Im Digital Insurance Podcast von Gastgeber Jonas Piehler überlässt dieser das Mikrofon seinem Beraterkollegen Torben Schwarz. Seine These: Millionenbudgets für CRM und KI verpuffen nicht wegen schlechter Schnittstellen, sondern wegen einer sehr menschlichen Angst. Warum erfahrene Maklerbetreuer neue Systeme innerlich ablehnen, welche Schattenprozesse daraus entstehen und warum Vorstände am Ende auf Dashboards blicken, die nichts mit der Wirklichkeit zu tun haben.
Die Ausgangslage: Alles läuft, aber nichts passiert
Tools werden eingekauft, Verkaufspräsentationen zeigen reibungslose Workflows, Verträge werden unterschrieben. Ein halbes Jahr später ist die Produktivität unverändert, die Daten sind unvollständig, das System wird anders genutzt als gedacht. Für Schwarz liegt der Grund selten in der Software: "Das Problem sitzt vor dem Bildschirm."
Enteignung statt Unterstützung
Sein Beispiel ist der Maklerbetreuer, der seit zwanzig Jahren unterwegs ist und seine Makler in- und auswendig kennt, inklusive Geburtstag und Name des Hundes. Genau dieses Wissen soll er nun ins CRM eintragen, während die KI ihm sagt, wen er wann anruft. "Es fühlt sich an wie eine Enteignung." Die Frage dahinter: Wofür braucht man mich dann noch? Schwarz nennt das eine reale existenzielle Angst.
Der Widerstand ist leise
Niemand stellt sich bei der Produkteinführung offen hin und verweigert die Nutzung des neuen Tools. Stattdessen entstehen manuelle Schattenprozesse: Die private Excel-Liste auf dem Desktop mit den echten Notizen, der abgegriffene Notizblock im Auto, Alibi-Eintragungen im offiziellen System nach dem Muster "Makler angerufen, alles gut". Vertriebschancen werden erst im System angelegt, wenn der Abschluss längst steht, nur um die Quote zu erfüllen.
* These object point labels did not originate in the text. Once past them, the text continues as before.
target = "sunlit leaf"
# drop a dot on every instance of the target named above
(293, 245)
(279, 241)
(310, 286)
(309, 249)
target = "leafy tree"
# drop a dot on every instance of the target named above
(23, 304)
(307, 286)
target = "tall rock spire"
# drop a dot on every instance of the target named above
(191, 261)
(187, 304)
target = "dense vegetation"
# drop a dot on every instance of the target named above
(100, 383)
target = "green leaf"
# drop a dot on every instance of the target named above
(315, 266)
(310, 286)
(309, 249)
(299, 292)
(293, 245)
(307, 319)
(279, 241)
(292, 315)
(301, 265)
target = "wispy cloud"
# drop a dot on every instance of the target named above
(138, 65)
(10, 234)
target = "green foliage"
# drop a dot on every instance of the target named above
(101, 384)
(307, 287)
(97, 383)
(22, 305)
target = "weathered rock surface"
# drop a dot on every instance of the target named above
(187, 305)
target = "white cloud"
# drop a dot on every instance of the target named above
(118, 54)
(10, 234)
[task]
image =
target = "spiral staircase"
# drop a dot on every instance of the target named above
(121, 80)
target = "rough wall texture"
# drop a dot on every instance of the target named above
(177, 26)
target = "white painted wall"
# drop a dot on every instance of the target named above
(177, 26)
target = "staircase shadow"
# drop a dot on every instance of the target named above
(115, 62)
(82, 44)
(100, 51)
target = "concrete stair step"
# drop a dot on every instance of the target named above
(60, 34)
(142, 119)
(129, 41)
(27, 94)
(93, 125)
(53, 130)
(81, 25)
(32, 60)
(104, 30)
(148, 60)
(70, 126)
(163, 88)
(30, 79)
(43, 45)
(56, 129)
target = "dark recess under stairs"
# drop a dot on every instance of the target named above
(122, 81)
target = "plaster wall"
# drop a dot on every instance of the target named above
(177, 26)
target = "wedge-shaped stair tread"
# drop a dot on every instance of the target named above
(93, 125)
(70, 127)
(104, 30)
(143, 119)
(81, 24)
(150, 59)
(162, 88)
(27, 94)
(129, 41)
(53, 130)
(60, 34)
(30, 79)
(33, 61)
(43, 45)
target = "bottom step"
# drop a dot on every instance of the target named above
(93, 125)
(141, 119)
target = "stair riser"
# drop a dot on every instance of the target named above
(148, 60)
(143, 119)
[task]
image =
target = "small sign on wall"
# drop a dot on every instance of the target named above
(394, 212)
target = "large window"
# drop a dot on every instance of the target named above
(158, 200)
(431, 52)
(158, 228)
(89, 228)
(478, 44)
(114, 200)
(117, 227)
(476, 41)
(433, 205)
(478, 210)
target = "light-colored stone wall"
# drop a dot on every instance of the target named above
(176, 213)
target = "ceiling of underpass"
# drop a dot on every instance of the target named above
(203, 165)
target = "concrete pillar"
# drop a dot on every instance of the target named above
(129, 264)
Die Fata Morgana im Dashboard
Die Folge ist eine schlechte Datenqualität im gesamten Unternehmen. Wer als Vorstand auf die Auswertungen der teuren Tools schaut, sieht laut Schwarz eine "Fata Morgana" und trifft strategische Entscheidungen auf Basis von Zahlen, die der Realität nicht folgen. Besonders bitter wird es beim nächsten Schritt: "Eine KI kann nur so gut sein, wie die Daten, mit denen sie gefüttert wird." Der stille Boykott gefährdet damit die gesamte digitale Zukunft des Vertriebs.
Die übliche Reaktion des Managements verschärft das Problem: Pflichtfelder, mehr Schulungen, Druck im Mitarbeitergespräch. Das Ergebnis ist mehr Frust und noch mehr Kreativität beim Umgehen des Systems.
Die Lösung liegt in der Kommunikation
Schwarz plädiert dafür, das Narrativ zu drehen, weg von Kontrolle hin zu kognitiver Entlastung. Solange die Mannschaft das CRM als Kontrollinstrument des Vertriebsleiters versteht, ist das Projekt von vornherein zum Scheitern verurteilt. Konkret heißt das: Automatisch vorbereitete Follow-up-Mails, Besuchsberichte, die aus der Sprachnachricht im Auto entstehen und zwei Stunden Tipparbeit am Abend ersparen.
Der Pitch an die Mannschaft lautet: "Deine Beziehungsebene zum Makler kann keine Maschine der Welt ersetzen." Wenn die Mitarbeiter merken, dass das Tool für sie arbeitet, verschwinden die Schattenprozesse von allein. Denn niemand pflegt freiwillig eine parallele Excel-Liste, wenn das offizielle System die Arbeit wirklich erleichtert.